Let me give it to your straight.
Witches Heal. Witches Love. Witches are often the most kind-hearted, patient, courageous, responsible, accountable, accepting, open-minded, consciously aware people you’ll find. Bang. That’s the truth.
We work with nature as the most obvious connection to God and the loving spirit that lives and breathes in each one of us. Our most powerful potions are herbal remedies for healing the physical body, sometimes the emotional and spiritual body as well. But if we’ve been hurt and come out to protect ourselves against discrimination that prohibits employment or obstructs our ability to be with our children, we will only confirm the horrific, demonic vision they have of witches. Like “Savage Indians.” Only now, we understand how peaceful native people are – so much in fact that scores of white people sit at the knees of indigenous elders to learn their wisdom. But we witches must be patient. Our time has not come – yet. It’s like Orson Wells’ radio broadcast War of the Worlds and everybody believes the propaganda. We know that if we threw balls of fury we will only confirm their fears – even if we gathered those fire balls from the stake where they set us on fire.
I must say that I tire of pandering to their fears and ignorance. I wonder that if I keep at this public forum of education and take the hits, am I really helping anyone? When the local school district says I can’t come to the school and talk to students about being a writer (not a Wiccan but a writer) because I’m a witch and I’ve written books on Wicca and that would be too controversial, I can’t help but get exhausted from standing firm while the obtuse but powerful Goliath tries to knock me down. Before they even met me, they know me. And I don’t get to be an example of success, power, self-confidence or light to the kids who love to write, who yearn for a life that follows their dreams, who would relate to my story of self-esteem or belonging, or even the ostracized young witches hiding in their midst. Do I continue to stand because I can? Or can I retreat into the darkness of winter?
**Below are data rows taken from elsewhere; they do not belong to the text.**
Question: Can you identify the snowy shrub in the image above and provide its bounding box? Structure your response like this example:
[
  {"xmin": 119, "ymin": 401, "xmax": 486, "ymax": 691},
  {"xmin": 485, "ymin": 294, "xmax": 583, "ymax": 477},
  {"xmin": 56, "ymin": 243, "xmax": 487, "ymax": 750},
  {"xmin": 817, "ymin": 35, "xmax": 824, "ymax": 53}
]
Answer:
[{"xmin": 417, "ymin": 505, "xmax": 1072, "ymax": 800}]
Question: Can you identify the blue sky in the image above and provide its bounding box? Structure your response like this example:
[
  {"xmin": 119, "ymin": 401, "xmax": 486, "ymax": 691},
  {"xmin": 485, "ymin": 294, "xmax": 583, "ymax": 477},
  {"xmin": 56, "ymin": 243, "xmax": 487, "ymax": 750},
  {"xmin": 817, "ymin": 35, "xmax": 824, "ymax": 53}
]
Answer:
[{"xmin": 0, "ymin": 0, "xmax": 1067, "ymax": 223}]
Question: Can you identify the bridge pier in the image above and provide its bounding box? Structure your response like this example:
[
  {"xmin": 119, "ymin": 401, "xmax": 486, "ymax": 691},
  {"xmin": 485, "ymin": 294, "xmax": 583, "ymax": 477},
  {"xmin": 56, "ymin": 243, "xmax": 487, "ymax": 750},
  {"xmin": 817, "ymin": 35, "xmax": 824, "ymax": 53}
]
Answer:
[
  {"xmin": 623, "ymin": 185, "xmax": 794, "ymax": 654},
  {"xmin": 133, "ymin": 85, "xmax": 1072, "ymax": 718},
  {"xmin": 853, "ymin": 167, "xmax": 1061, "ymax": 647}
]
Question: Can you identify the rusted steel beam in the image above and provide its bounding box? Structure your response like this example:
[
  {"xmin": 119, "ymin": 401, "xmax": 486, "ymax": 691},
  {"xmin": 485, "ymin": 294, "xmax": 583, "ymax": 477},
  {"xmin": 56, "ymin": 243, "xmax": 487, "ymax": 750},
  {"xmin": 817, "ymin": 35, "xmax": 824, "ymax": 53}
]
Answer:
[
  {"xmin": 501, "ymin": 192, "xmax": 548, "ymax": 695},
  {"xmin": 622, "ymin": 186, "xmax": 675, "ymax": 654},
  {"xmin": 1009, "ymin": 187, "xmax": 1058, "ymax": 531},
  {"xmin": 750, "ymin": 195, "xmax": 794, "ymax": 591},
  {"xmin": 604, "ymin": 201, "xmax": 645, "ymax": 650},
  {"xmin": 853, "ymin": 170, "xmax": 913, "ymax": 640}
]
Is it not smarter to leave a popcorn trail for the curious and trust they’ll find me when they have the courage to fight the tide of the prejudice moral right? Perhaps. To be a witch is to know and respect your limits.
We witches know when it’s time to go inside. And that time is now. It’s winter. Hallows is here. Witches know to tap into the reservoir of strength and endurance of Mother Earth. By our example we cannot help but teach, if only because we hold the secrets of healing and the connection to Mother Earth that we all need. It is our love for Her and Her love for us, that sustains us. It is those midnight dances with like-minded friends, the celebrations of harvest, the sharing tales of serendipity as evidence of magick that nourish and support us. We ride the seasons and as long as we spend more time enjoying the ride than focusing on others’ fear of our power and ability to trust nature, we will feel the bliss of connection to All That Is.
To be a witch in the season of Hallows – a very sacred time of year – is to feel the electricity in the air. It is the twilight of the year, a time when the vibrant, growing season of summer and light gives way to quiet of winter dark and rest. It is a time of transition, a time of intense energy and illimitable possibilities. It is the time of year when spirits visit to show us the realm of deep magick that points to a profound relationship with all things, people and situations, while drawing out the purest, best, and biggest in you. It is the time of year to be quiet and enjoy your own company. It is a time of year to face your fears, to dance with them, to invite them into tea, hear them speak, then firmly release them like compost in the garden, to become something new and more life-giving next spring.
To be in tuned with the season of the dark times, means you ask for help and find the answers within. It means you know we have come to the time of year to shed old habits and face fears, to dance with them, to invite them into tea, hear them speak, then firmly release them like compost in the garden, so they can become something new and more life-giving next spring. It means to not be afraid of other powerful or peaceful people but to see your sisters and brothers in their eyes and embrace them. It means you know how powerful you are and don’t care who sees it.